Two enterprising, hard-working Americans overcame a host of hurdles to set up what has quickly developed into a thriving barbecue restaurant. B.W. Liou hears their story and samples their food.

The voice of Adam Murray, chef and co-owner of Home Plate Bar-B-Que, is heavy, friendly and laid-back, the kind of voice where you can hear echoes of "hey" long after he greets you. The voice of co-owner Seth Grossman, on the other hand, is light, somewhat chirpy but raspy.

It's been about two weeks since their barbecue restaurant opened in Sanyuanqiao and both of their voices are lilting. These days, when they discuss current hiccups or hang-ups with restaurant operations, there is relief and excitement about the unknown in the way they talk.

Murray, a 32-year-old Houston native, was calm and carefree as he talked last Friday about pulling all-nighters at the restaurant, sometimes sleeping next to the applewood smoker to check on the temperature of his beef brisket or ribs.

Grossman, a New Yorker who first came to Beijing more than a decade ago, is downright giddy as he laughed off a recent frantic lunch. "We only have enough seats for 45 and there were about maybe 100 today," the 40-year-old said.

These are clearly good problems for Murray and Grossman, yet challenges weren't so welcomed a few months ago. Back in March, the two were inundated with a truckload of logistical problems - a constant marathon, as Grossman called it. Both talked in frustrated, tired voices as they dealt with the numerous issues that come with opening a restaurant in Beijing at a time when a number of foreign-owned eateries were either closing, moving due to soaring rents or swallowing high food costs.

"This is really overwhelming right now," a hoarse Grossman said in April.

The story of how Grossman and Murray created Home Plate is indeed one of exhaustion and frustration but it is also an encouraging one. It's about two Americans who not only succeeded on foreign soil but who succeeded on their own terms.

The idea for Home Plate began in December 2009 before the two had met. With the aid of two friends and his girlfriend, Murray parlayed his experiences working at a number of restaurants in Texas and Memphis and began planning a delivery service of Southern barbecue for the Hepingli neighborhood. In April last year, Murray started pumping out briskets, ribs and wings from a tiny kitchen in his Xibahe flat, waking up at 9 am and working until midnight to meet what quickly became a loyal following.

"You're living and waking up and doing it day in and day out," Murray said.

A disagreement between the four temporarily shuttered the delivery service but about this time he met Grossman, already a fan of Home Plate, who immediately got on board. The delivery service grew so quickly that Grossman had to do some of the deliveries himself. As word spread, both thought it would be the perfect time to open up a restaurant. But how? And where would the money come from?

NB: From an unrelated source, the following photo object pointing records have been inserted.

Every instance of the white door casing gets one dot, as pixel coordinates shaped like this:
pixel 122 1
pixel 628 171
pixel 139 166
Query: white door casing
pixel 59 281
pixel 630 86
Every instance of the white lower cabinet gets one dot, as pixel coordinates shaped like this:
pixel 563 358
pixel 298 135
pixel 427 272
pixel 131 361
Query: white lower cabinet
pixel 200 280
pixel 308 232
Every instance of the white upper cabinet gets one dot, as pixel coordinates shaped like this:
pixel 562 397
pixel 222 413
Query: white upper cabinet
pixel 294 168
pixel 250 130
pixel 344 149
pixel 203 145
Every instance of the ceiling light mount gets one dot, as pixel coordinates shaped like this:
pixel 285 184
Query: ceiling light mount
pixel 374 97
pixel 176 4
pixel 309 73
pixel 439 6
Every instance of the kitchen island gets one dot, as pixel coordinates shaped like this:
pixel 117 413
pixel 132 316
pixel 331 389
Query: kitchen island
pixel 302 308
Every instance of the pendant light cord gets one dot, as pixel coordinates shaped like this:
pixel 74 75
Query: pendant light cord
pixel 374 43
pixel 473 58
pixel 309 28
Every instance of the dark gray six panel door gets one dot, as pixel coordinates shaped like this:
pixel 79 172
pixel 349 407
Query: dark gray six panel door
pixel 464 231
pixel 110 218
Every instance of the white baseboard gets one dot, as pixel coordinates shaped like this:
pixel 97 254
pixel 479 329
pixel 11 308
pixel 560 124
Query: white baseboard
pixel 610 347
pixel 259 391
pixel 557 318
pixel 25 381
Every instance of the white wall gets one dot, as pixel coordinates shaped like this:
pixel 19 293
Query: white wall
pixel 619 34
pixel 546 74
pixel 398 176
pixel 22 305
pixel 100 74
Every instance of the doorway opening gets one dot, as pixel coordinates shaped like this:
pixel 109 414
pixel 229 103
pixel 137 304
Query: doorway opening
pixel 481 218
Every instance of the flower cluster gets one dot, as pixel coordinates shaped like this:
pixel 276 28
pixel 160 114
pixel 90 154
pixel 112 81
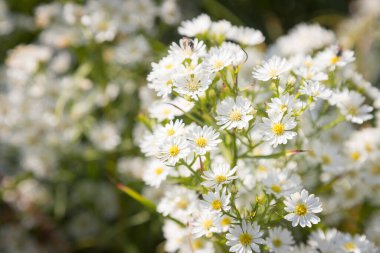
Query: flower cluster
pixel 232 152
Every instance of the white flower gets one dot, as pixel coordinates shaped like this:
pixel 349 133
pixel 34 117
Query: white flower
pixel 315 90
pixel 188 49
pixel 245 35
pixel 351 106
pixel 196 26
pixel 105 136
pixel 234 113
pixel 283 104
pixel 206 224
pixel 301 208
pixel 203 139
pixel 279 240
pixel 218 175
pixel 245 238
pixel 173 149
pixel 214 201
pixel 193 85
pixel 274 68
pixel 171 129
pixel 219 58
pixel 333 57
pixel 276 129
pixel 156 173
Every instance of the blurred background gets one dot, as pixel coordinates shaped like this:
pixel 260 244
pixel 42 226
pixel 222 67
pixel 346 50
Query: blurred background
pixel 72 79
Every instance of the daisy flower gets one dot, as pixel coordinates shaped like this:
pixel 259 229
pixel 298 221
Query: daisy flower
pixel 234 113
pixel 173 149
pixel 203 139
pixel 302 208
pixel 196 26
pixel 315 90
pixel 193 85
pixel 156 173
pixel 188 49
pixel 276 129
pixel 351 106
pixel 274 68
pixel 280 240
pixel 218 59
pixel 284 104
pixel 216 202
pixel 219 175
pixel 206 224
pixel 245 238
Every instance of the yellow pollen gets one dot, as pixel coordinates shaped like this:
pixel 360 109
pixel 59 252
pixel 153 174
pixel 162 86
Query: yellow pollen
pixel 352 110
pixel 198 244
pixel 283 108
pixel 220 179
pixel 349 246
pixel 158 171
pixel 278 128
pixel 245 239
pixel 169 66
pixel 355 156
pixel 273 73
pixel 193 85
pixel 300 209
pixel 277 243
pixel 276 188
pixel 326 160
pixel 216 204
pixel 169 83
pixel 376 169
pixel 207 224
pixel 225 221
pixel 182 204
pixel 235 115
pixel 201 142
pixel 170 132
pixel 218 64
pixel 262 168
pixel 174 150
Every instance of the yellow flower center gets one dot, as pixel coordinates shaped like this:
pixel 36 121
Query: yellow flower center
pixel 300 209
pixel 158 171
pixel 276 188
pixel 349 246
pixel 355 156
pixel 376 169
pixel 334 59
pixel 283 108
pixel 245 239
pixel 225 221
pixel 201 142
pixel 192 85
pixel 352 110
pixel 220 179
pixel 174 150
pixel 235 115
pixel 182 204
pixel 207 224
pixel 169 66
pixel 198 244
pixel 277 242
pixel 278 128
pixel 326 160
pixel 216 204
pixel 218 64
pixel 170 132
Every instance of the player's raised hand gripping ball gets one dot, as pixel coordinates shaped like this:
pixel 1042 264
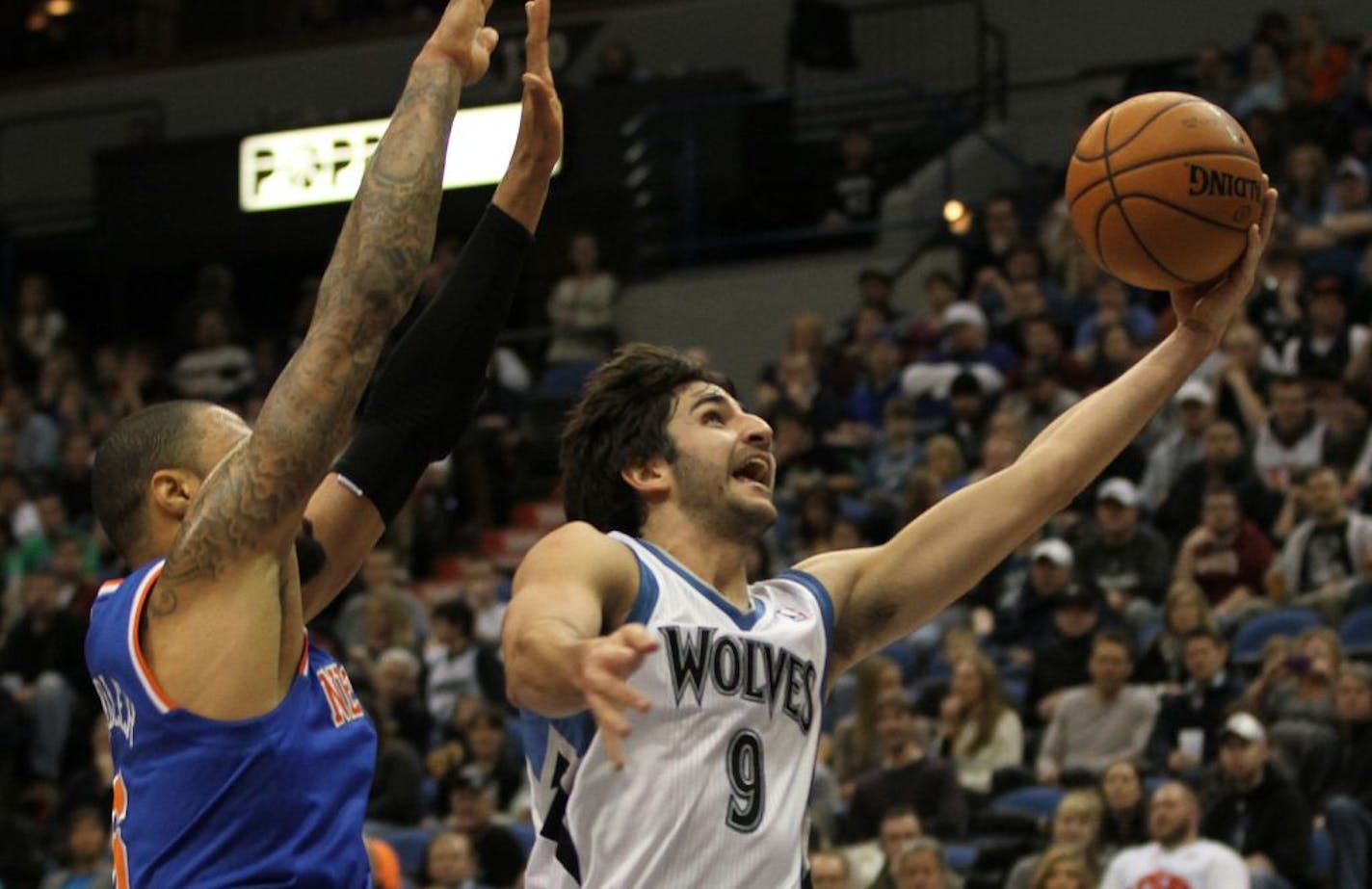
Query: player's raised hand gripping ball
pixel 1162 190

The initial idea of a taco truck was shot down when they were told a government permit would be impossible ("Which is really strange to me," Grossman said. "There are so many vendors on the street, some even in front of the police station."). A brick and mortar shop would have to be the way to go but Grossman and Murray would deal with a whole slew of new problems: hunting for loans in a post-recession United States, tapping friends and family for start-up capital, communication problems with contractors, dealing with hard-nosed chengguan who would spring out of nowhere with various construction restrictions, as well as the soaring costs of setting up shop in China's capital.

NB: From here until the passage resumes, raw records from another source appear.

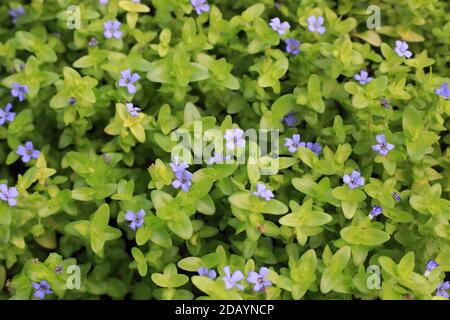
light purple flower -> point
(354, 180)
(16, 13)
(442, 288)
(9, 195)
(41, 289)
(315, 24)
(203, 271)
(263, 192)
(443, 90)
(234, 138)
(376, 211)
(19, 91)
(231, 280)
(314, 147)
(278, 26)
(382, 147)
(182, 180)
(27, 152)
(290, 119)
(293, 143)
(218, 158)
(401, 48)
(111, 29)
(177, 166)
(200, 6)
(128, 80)
(132, 110)
(292, 46)
(431, 265)
(136, 219)
(363, 77)
(259, 279)
(6, 115)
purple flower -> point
(292, 46)
(442, 288)
(316, 24)
(218, 158)
(354, 180)
(127, 80)
(200, 6)
(16, 13)
(293, 143)
(382, 147)
(6, 115)
(183, 180)
(443, 91)
(177, 166)
(290, 119)
(231, 280)
(136, 219)
(8, 194)
(401, 48)
(41, 289)
(263, 192)
(203, 271)
(111, 29)
(259, 279)
(27, 152)
(19, 91)
(396, 196)
(278, 26)
(376, 211)
(314, 147)
(431, 265)
(363, 77)
(234, 138)
(132, 110)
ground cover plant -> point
(132, 158)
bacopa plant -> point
(134, 160)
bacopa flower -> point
(200, 6)
(263, 192)
(259, 279)
(136, 219)
(111, 29)
(27, 152)
(278, 26)
(231, 280)
(293, 143)
(443, 91)
(203, 271)
(292, 46)
(234, 138)
(6, 115)
(431, 265)
(19, 91)
(8, 195)
(401, 48)
(16, 13)
(354, 180)
(132, 110)
(182, 180)
(363, 77)
(442, 288)
(128, 80)
(382, 147)
(315, 24)
(314, 147)
(41, 289)
(376, 211)
(290, 119)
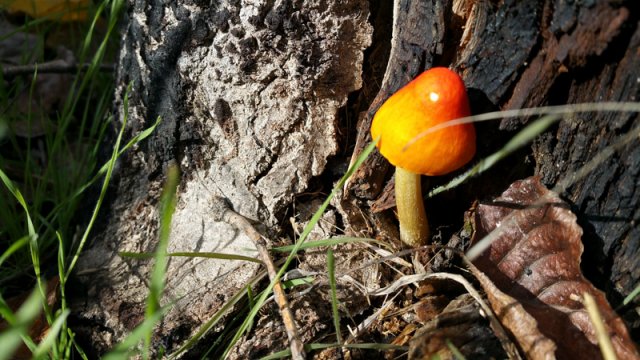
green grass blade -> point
(50, 340)
(11, 338)
(15, 246)
(522, 138)
(18, 195)
(312, 347)
(307, 229)
(124, 349)
(105, 186)
(156, 287)
(334, 297)
(204, 329)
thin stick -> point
(296, 345)
(604, 341)
(51, 67)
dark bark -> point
(518, 54)
(249, 95)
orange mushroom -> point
(436, 96)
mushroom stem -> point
(414, 227)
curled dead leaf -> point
(536, 260)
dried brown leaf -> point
(536, 260)
(460, 325)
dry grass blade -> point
(604, 341)
(508, 346)
(296, 345)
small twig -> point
(604, 341)
(296, 345)
(51, 67)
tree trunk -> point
(252, 99)
(248, 95)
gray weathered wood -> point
(248, 94)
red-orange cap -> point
(436, 96)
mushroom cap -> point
(436, 96)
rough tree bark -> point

"Money was our biggest stumbling block," Grossman said. "We could have asked an investor but we wanted to do it ourselves."

Some of the problems were also self-inflicted. Murray insisted on cooking all the dishes in house, from the sauces and beef patties, to the tortilla chips and corn dogs. Although the burger and hot dog buns are farmed out to a local bakery, the recipe is Murray's.

Doing it their way has been tough but Home Plate is slowly getting into a rhythm. With good breaks along the way (the tables, chairs, fridge, sink, stove, dishwasher and oven were swooped up from the now defunct Cafe Europa) and perseverance, the two sound fortunate to have come this far.

"We knew we would be able to do it and we had a specific plan and vision," Murray said. "Time will tell what that says about us."